Unia Europejska chce dopisać leśnictwo do dziedzin podlegających kompetencjom dzielonym między Unią a państwami członkowskimi.

Tak jest już w przypadku rolnictwa, transportu, środowiska i energii, co zostało przyjęte przez Polskę m.in. w Traktacie z Lizbony (zaakceptowanym przez ówczesnego prezydenta Lecha Kaczyńskiego).


Przeciwko planom UE protestuje Solidarna Polska, która 25 stycznia 2023 r. zorganizowała  w Sejmie konferencję prasową pod hasłem „W obronie polskich lasów”.
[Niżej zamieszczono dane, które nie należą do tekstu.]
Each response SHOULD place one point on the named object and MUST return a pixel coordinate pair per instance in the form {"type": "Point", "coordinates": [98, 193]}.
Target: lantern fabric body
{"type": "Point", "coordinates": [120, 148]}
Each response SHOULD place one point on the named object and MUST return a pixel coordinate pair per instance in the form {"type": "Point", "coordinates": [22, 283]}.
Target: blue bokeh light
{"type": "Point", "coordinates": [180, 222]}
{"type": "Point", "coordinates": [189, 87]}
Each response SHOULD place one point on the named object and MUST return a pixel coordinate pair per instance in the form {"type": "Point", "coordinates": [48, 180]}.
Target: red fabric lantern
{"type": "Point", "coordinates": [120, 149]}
Uczestniczyli w niej politycy Solidarnej Polski: Michał Woś, wiceminister sprawiedliwości, kiedyś minister środowiska, Edward Siarka, pełnomocnik rządu ds. leśnictwa i łowiectwa, Józef Kubica, p.o. dyrektora generalnego LP oraz Michał Gzowski, rzecznik prasowy LP. W konferencji wzięła udział także Krystyna Szyszko, wdowa po byłym ministrze środowiska prof. Janie Szyszko.
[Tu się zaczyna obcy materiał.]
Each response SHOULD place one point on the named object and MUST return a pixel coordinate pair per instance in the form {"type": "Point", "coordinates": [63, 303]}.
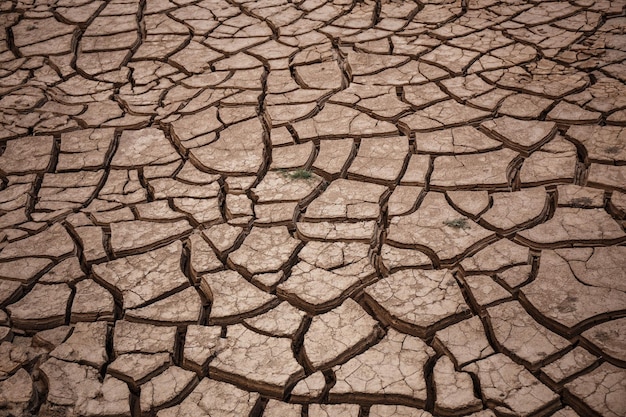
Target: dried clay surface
{"type": "Point", "coordinates": [312, 208]}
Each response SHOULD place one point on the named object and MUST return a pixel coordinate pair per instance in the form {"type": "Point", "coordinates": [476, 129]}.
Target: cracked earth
{"type": "Point", "coordinates": [346, 208]}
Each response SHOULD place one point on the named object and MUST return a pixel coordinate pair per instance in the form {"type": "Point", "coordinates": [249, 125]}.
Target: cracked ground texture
{"type": "Point", "coordinates": [313, 208]}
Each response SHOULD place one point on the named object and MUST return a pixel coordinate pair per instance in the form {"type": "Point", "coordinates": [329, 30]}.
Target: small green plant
{"type": "Point", "coordinates": [299, 174]}
{"type": "Point", "coordinates": [460, 223]}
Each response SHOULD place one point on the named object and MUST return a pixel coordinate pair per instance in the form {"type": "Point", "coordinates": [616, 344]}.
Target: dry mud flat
{"type": "Point", "coordinates": [312, 208]}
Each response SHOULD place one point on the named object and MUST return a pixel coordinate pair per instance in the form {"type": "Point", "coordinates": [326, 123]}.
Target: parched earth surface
{"type": "Point", "coordinates": [313, 208]}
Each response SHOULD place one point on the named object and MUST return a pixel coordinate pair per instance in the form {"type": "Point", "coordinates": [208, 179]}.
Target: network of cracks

Podczas konferencji przekonywali, że „UE chce przejąć Lasy Państwowe”, „pozbawić nas kontroli nad 1/3 Polski”. Józef Kubica stwierdził, że tylko PGL LP może w Polsce odpowiednio dbać o lasy. Nazwał to co się dzieje „kupczeniem polskimi lasami/Lasami”.  

O co chodzi?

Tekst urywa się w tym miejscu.